- Publisher: Activision
- Developer: Vicarious Visions
- ESRB Rating: E (Everyone)
- Genre: Family Action
- Pros: Great Voice Work, Fun Character Design, Addictive Gameplay
- Cons: Repetitive Combat, It'll Cost You a Fortune
The “Skylanders” games are essentially variations on the hit “LEGO” franchise in that they encourage kids to replay levels by forcing them to use different characters to access all the areas to play and puzzles to solve. Like the “LEGO” games, they also work from a hub-to-level structure, feature hundreds of collectibles, and encourage destruction. Bash the environment to collect currency to upgrade your characters or just buy cool new outfits for them to wear. And then take your characters with you. Where the “Skylanders” franchise financially bested “LEGO,” is in the fact that the characters can be pulled in and out of the game via the Portal of Power. Take the figure out of the packaging, put it on the Portal, and take him on adventures. It’s the kind of addictive gameplay that I would have LOVED as a teenager who collected action figures. Why play with your action figures in the backyard when you can put them in an actual video game built around their skills?

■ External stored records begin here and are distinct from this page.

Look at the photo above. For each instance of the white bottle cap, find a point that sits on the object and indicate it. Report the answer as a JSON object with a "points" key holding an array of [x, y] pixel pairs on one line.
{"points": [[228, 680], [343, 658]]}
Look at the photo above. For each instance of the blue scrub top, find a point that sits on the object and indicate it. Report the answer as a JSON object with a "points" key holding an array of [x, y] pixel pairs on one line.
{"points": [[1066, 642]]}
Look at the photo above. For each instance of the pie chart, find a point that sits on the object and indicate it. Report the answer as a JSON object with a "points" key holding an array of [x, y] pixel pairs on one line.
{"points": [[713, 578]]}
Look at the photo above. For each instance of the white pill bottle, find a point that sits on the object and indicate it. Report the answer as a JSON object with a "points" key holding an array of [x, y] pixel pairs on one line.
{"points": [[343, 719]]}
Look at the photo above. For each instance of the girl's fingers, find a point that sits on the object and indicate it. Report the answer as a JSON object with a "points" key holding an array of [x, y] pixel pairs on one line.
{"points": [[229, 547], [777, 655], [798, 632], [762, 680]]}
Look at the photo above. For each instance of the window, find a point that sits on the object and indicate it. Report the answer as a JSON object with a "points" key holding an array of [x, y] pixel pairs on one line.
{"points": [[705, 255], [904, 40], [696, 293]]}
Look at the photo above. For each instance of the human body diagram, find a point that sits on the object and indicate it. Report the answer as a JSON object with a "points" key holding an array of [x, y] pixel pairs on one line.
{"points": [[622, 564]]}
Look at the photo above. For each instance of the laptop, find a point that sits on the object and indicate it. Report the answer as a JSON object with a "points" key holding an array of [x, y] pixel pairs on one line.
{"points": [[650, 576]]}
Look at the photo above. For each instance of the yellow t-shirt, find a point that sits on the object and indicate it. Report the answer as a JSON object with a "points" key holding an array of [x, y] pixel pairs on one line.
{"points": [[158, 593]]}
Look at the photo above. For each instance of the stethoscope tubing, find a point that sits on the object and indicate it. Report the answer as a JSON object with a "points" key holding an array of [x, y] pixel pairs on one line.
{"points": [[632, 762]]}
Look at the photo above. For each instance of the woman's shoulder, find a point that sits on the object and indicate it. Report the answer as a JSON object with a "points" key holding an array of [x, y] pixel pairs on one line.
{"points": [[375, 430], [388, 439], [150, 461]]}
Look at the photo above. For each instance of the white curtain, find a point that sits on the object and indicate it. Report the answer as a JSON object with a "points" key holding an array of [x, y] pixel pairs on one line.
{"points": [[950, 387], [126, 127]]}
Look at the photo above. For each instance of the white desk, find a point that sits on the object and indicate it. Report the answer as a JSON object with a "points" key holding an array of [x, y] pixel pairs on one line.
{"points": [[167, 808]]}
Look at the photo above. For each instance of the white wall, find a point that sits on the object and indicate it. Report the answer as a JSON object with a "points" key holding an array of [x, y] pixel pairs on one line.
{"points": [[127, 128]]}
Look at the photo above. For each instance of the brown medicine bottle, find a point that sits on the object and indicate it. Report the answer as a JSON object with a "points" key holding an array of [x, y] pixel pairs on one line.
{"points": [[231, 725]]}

The Skylanders this time have an added variety to their gameplay courtesy of the “Swap Force.” The 16 new characters have interchangeable tops and bottoms with different power sets, many of them based on natural elements like fire and water. It results in 256 combinations of characters that your kids can obsessively try to chronicle and spend time playing within the game. However, you can play through the majority of the game with what’s included in the Starter Pack. Every once in a while, bonus sections of game levels need Skylanders with certain powers to open them. I was lucky enough to get two separate Skylanders with the Starter Pack and there were still numerous sections I couldn’t access. I could only imagine the kids jotting down sections that they couldn’t get to and bugging their parents to buy new Skylanders.
I expected this new mechanic of swapping to be little more than a way to get more money for this mega-franchise. It’s not. The combinations of tops and bottoms clearly gave the developers renewed energy. What happens if a bird has a robot body? How can we use that to inspire gameplay? What about an octopus-like top and a fire-based body? How would that look and how would it interact with our puzzles and enemies? “Swap Force” was constantly surprising me with the inventiveness of its gameplay. In terms of actual level design, the game falls closer to the platforming genius of “Rayman Legends” than the uninspired nonsense of “Infinity.”